Laser-induced maculopathy is typically a unilateral condition that includes outer retinal disruption, macular holes, epiretinal membrane, macular edema, or foveal hemorrhages.
The mechanism for retinal damage is by photocoagulation or photodisruption and depends on the duration, power, and wavelength of the laser. Unfortunately, there is no effective treatment for this disorder, although several case reports have demonstrated visual improvement after treatment with oral corticosteroids and recovery after several months or years.
We followed a systemic treatment with oral corticosteroids in our patient, but the visual acuity did not improve until 2 years after exposure. However, we cannot guarantee that this improvement is related to the use of steroids because we cannot prove it. This fact should be evaluated in future studies.

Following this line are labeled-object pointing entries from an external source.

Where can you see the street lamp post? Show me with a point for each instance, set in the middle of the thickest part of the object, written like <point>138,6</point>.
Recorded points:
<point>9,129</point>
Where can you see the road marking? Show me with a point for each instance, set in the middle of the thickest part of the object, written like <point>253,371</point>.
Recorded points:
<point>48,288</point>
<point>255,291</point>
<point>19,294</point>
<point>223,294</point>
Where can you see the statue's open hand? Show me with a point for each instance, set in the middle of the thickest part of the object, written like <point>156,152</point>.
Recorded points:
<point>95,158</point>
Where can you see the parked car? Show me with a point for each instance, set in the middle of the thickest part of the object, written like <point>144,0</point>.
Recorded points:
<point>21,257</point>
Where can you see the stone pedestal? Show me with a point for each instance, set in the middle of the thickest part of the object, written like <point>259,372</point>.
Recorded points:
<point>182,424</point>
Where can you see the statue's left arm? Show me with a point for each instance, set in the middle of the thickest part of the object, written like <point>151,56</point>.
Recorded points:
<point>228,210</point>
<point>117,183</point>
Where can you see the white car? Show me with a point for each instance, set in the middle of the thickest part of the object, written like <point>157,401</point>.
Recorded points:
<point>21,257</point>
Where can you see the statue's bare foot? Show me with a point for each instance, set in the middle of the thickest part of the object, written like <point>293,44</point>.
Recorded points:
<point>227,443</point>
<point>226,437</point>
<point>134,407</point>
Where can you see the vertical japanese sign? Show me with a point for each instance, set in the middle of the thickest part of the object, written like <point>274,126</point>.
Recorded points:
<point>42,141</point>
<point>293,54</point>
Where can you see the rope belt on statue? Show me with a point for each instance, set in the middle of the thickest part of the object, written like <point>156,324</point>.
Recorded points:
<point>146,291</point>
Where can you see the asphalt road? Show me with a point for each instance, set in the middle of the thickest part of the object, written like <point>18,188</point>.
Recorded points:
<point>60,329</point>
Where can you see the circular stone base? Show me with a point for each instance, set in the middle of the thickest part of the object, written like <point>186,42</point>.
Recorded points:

To the best of our knowledge, this is the first case report of a severe maculopathy in a healthy patient after undergoing a cosmetic laser procedure involving the iris. Use of a laser for this cosmetic purpose remains neither detailed in terms of parameters, tested for safety risks, or supported by scientific publications. Our objective is to show the potential danger that patients may face when undergoing this type of therapy.
Footnotes and Disclosure
The authors have no proprietary or commercial interest in any materials discussed in this correspondence.